Monday, April 29, 2019

Joey Ramone

Grief brings strange things to mind.  In the gym in my mother’s apartment building, trying to sweat the stress of the underlying specter that was swiftly approaching.  Mom is weak, stage 4 of a long battle of what had claimed both her parents.  I won’t speak its name or give it space here.  It is not her.  Sudden wafts of thought, completely different than what I thought I would feel.  Objective yet personal.  Soulful Paul resonating in my ears, the words, the truth, the past, the present.  What of the future...

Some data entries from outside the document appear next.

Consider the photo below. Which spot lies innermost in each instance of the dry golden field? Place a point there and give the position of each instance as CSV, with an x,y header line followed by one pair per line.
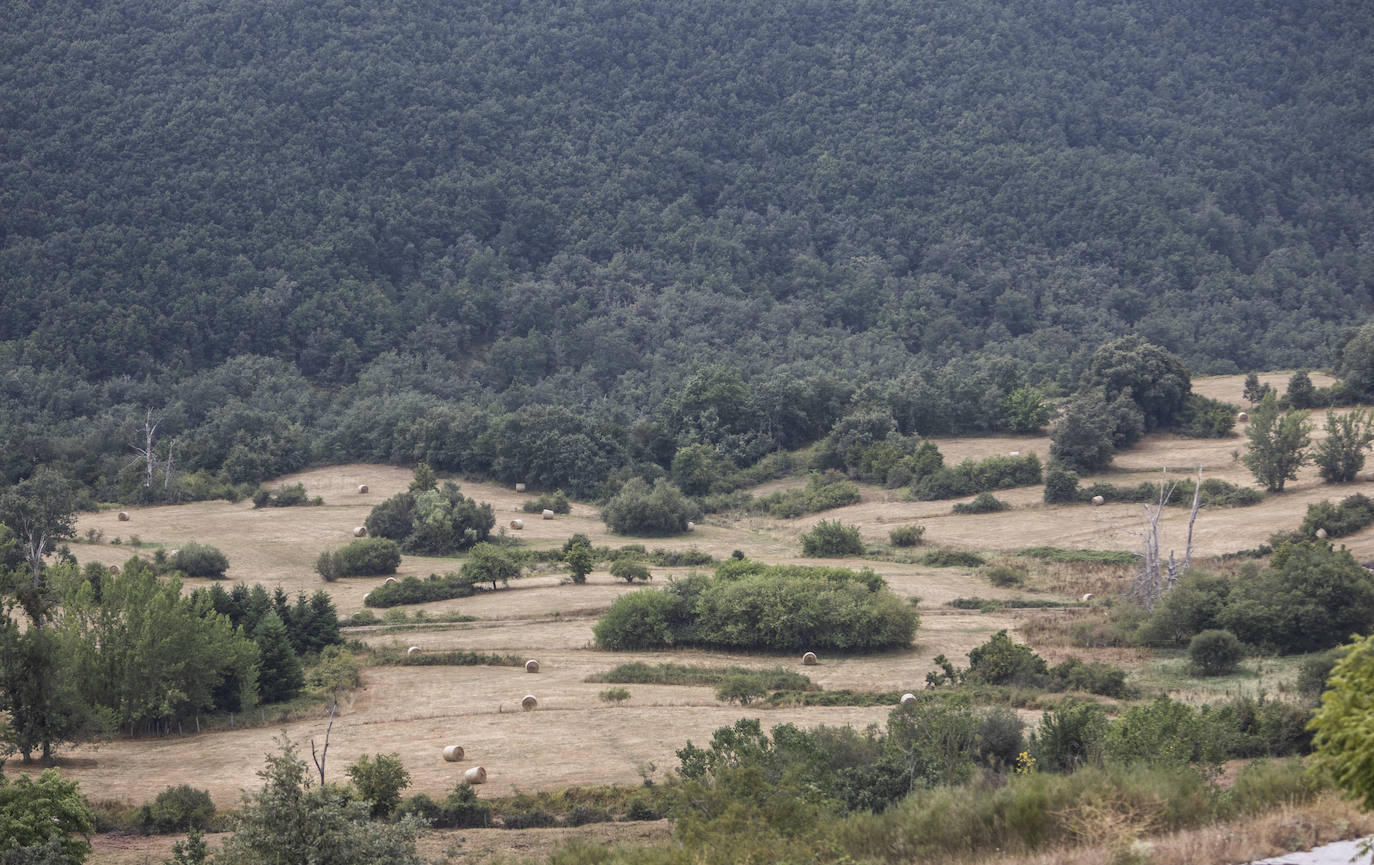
x,y
575,739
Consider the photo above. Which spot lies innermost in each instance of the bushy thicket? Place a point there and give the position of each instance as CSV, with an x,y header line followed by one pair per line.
x,y
819,494
1351,515
763,611
417,591
199,560
639,508
432,522
974,477
362,558
983,503
1310,597
831,538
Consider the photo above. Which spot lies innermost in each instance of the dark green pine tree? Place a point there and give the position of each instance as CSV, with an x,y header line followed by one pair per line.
x,y
280,676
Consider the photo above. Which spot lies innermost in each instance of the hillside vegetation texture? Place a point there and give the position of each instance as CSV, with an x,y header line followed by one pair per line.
x,y
553,242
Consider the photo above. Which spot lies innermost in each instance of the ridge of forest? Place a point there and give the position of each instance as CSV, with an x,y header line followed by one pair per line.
x,y
555,240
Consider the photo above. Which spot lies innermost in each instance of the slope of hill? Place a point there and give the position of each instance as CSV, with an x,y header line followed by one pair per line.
x,y
422,212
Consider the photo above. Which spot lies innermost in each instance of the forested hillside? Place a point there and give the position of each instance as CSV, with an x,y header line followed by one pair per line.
x,y
555,240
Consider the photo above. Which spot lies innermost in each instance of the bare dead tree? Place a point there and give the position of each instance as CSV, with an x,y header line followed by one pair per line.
x,y
323,754
1149,584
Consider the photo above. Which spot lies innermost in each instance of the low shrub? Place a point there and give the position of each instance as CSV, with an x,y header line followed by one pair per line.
x,y
680,558
907,536
973,477
983,503
177,809
1354,514
1215,652
362,558
831,538
285,497
201,560
952,558
1005,575
415,591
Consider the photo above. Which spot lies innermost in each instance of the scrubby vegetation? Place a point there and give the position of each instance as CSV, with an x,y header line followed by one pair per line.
x,y
767,610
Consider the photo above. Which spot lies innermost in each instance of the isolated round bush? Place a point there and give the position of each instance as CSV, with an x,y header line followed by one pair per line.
x,y
201,560
1215,652
831,538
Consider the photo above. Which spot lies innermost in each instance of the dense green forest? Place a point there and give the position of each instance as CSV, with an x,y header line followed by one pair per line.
x,y
558,242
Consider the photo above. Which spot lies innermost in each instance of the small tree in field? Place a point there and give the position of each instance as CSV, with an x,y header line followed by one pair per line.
x,y
1341,456
580,562
1278,444
831,538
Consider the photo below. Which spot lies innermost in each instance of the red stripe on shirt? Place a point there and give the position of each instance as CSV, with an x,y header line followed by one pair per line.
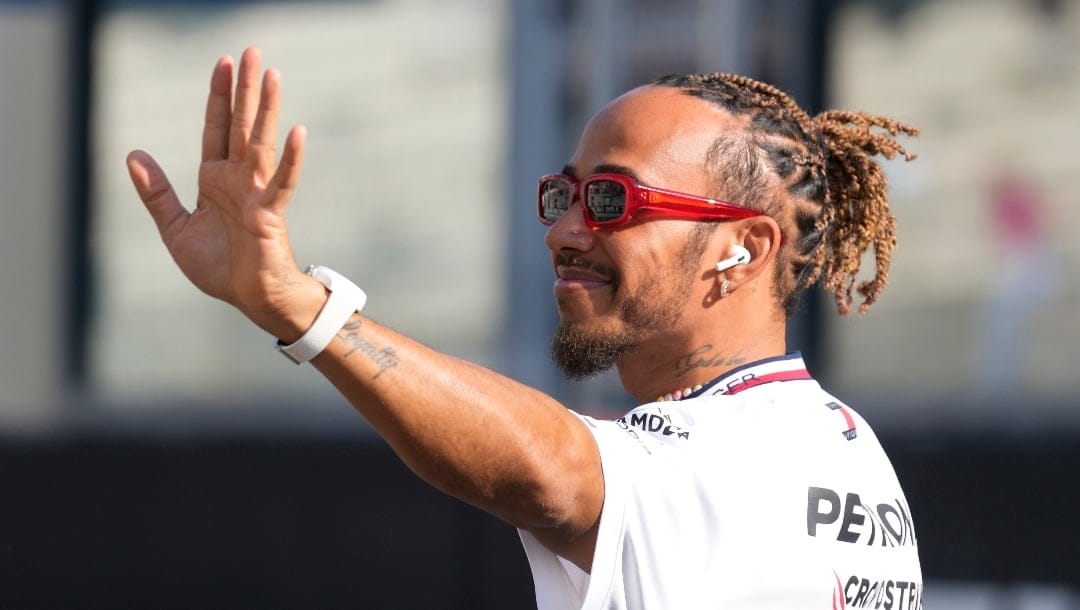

The Miracle (Of Joey Ramone)

I was chasing down the days of fear
Chasing down a dream before it disappeared
I was aching to be somewhere new
Your voice was all I heard
I was shaking from a storm in me
Haunted by the spectors that we had to see
Yeah, I wanted to be the melody
Above the noise, above the herd
I was young, not dumb
Just wishing to be blinded
By you, brand new
And we were pilgrims on our way
I woke up at the moment when the miracle occurred
Heard a song that made some sense out of the world
Everything I ever lost now has been returned
The most beautiful sound I ever heard
We've got language so we can communicate
Religion so I can love and hate
Music so I can exaggerate my pain
And give it a name
I was young, not dumb
Just wishing to be blinded
By you, brand new
And we were pilgrims on our way
I woke up at the moment when the miracle occurred
Heard a song that made some sense out of the world
Everything I ever lost now has been returned
The most beautiful sound I ever heard

I was 11 when I moved to my grandmother’s house in the country.  Blueberry Farm, a sprawling 400 acre piece of Canadian landscape on the American border with a tudor mansion started by my engineer grandfather, and completed and maintained after his early death in 1968 by my grandmother who was raised in rural Italy, the daughter of an industrialist.  I went to Franklin Center Elementary School and remember three teachers there, Mrs. Fryer and Mrs. Baker who were my homeroom teachers, and Mr. Coffin who taught geography.  I remember my first crush on a boy named Clay Allen, and my two best friends Julie and Judy Brooks, who were the daughters of the farmer who lived on my grandmother’s property.  I remember running, running in the grass behind the big house, in the fields behind the school.  I was confused as to what was happening with my parents, nothing was spoken, I loved the country but missed the city because that was where they were.  So I ran, often, hard, my heart beating out of my chest, with the wind and into the wind, and it made me feel alive and free.  When I rand I felt I heard a voice from above, a benevolent force around me, it kept me company no matter where I went or who I was with.
I was different, I spoke three languages and spent a lot of time on the continent with my grandmother and family.  I’d lived in Italy and the City, and had been all over Europe with my parents from a young age.  Wanderlust ran thick through both their veins, something that had and continues to endure through the generations.